Solved – Regularized logistic regression and support vector machine

classificationlibsvmmachine learningsvm

L2 regularized logistic regression differs with L2 regularized support vector machine with their loss function. Are there more deep differences for these two models? I tried several data sets, and found L2 regularized logistic regression are always better than L2 regulared support vector machine. Are there any references/researches for discussion their differences in terms of classification performance?

Best Answer

The no "no free lunch" theorems suggest that there is no a-priori superiority of one classifier over another, and which works best depends on the nature of the learning task. So for some datasets the SVM will give better performance, and for others it will be regularised logistic regression.

The real distinction between the two classifiers is that the SVM is purely discriminative (designed to give a binary classification) and RLR provides estimates of a-posteriori probability of class membership. So which you use really depends on what you want to know. Prof Vapnik suggests that we should always aim to solve a problem directly, rather than solving a more general problem, and then simplifying it to get the answer to our particular question. Following this maxim if we want a binary classifier, we should aim to identify the decision boundary directly, rather than estimate the probability of class membership and then threshold at p = 0.5. The reason for this is that fitting a model is always a compromise between use of resources and performance, if you are only interested in the decision boundary, then you should spend all your resources optimising the accuracy of the classifier near the decision boundary, rather than on ensuring the classifier gives a probability of 0.9 instead of 0.8 for some example that is reliable classified correctly. I agree with this intuition, and I tend to use (kernel) logistic regression quite a lot as I often want the probability of class membership, for example because class frequencies are different in operation and in the training set, or because misclassification costs are unknown or variable etc.

Note the SVM is an approximate implementation of a "worst case" bound on generalisation performance, whereas RLR is more based on "average case" considerations. So it might be argued that the SVM is likely to be better in pathological cases, but perhaps at the expense of how well it works on more benign datasets (compared with e.g. RLR).

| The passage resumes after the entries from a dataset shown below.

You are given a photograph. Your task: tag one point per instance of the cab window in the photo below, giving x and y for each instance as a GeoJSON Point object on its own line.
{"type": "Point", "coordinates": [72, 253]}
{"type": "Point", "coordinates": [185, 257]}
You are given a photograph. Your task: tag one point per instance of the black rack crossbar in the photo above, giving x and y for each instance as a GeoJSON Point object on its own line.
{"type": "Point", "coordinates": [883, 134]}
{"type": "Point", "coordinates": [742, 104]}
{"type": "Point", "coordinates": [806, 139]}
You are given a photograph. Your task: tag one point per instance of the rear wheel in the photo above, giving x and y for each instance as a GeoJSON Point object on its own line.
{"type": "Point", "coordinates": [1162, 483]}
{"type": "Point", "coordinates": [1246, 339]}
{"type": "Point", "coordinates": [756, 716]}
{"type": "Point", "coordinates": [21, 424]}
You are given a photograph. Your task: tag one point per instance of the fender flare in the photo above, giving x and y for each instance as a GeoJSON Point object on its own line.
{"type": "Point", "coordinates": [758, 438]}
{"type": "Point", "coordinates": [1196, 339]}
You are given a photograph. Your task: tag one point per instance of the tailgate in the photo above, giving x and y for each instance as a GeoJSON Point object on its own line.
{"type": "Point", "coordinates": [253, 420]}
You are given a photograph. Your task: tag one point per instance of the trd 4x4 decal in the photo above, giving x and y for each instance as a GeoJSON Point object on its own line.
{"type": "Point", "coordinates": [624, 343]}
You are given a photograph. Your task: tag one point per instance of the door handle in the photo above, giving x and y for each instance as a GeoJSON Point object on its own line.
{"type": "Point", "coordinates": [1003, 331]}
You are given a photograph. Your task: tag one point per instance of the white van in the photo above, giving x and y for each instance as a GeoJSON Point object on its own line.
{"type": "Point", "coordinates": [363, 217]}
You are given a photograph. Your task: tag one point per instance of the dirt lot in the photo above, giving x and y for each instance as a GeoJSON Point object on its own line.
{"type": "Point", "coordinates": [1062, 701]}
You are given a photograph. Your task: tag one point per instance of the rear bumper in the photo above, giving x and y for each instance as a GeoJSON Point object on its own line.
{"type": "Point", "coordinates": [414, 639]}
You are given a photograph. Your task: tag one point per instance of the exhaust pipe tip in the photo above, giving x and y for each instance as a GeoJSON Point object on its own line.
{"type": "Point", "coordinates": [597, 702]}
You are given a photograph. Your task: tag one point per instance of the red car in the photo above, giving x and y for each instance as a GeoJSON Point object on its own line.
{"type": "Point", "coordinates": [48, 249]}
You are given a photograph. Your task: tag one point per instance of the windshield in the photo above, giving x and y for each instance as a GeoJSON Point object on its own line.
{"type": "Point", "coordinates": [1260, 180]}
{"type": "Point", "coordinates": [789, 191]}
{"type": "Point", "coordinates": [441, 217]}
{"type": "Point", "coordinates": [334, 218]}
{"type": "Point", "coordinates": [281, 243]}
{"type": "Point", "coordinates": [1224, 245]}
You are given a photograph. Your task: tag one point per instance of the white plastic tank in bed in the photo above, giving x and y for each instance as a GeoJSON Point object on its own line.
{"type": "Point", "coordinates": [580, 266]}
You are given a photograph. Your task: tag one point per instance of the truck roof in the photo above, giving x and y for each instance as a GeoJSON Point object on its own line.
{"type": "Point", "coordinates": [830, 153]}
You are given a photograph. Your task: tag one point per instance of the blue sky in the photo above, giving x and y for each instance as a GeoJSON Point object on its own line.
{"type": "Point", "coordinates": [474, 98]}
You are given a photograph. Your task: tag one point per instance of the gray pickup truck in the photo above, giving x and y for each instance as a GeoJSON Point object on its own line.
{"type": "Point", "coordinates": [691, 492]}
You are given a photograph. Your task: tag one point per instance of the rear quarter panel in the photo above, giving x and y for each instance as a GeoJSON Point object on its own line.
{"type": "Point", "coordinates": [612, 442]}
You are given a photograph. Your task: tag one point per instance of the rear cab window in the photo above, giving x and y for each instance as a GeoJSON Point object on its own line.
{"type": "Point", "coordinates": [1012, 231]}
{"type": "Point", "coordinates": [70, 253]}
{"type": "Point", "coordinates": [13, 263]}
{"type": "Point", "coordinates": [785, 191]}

I think the main reason the SVM out-performed the previous generation of learning methods is that it forces the user to think about regularising the model properly. As RLR also incorporates regularisation, I suspect the practical differences in performance are likely to be quite small, provided a reliable model selection procedure is adopted.

I disagree with Marc Claesen somewhat, sparse KLR algorithms are available that are pretty efficient (such as the "Informative Vector Machine) and the efficiency of SVM is often overstated. Often the best kernel and regularisation parameters for a SVM give a dense solution, where almost all of the data are support vectors, in which case the training procedure can be very slow. I generally think it is better to get a good answer slowly than a less satisfactory answer quickly, so I wouldn't put computational efficiency ahead of more basic issues, such as whether you want probabilities of class membership or not.

BTW, Gaussian Processes are essentially a Bayesian form of RLR, and a are a very interesting family of machine learning algorithms.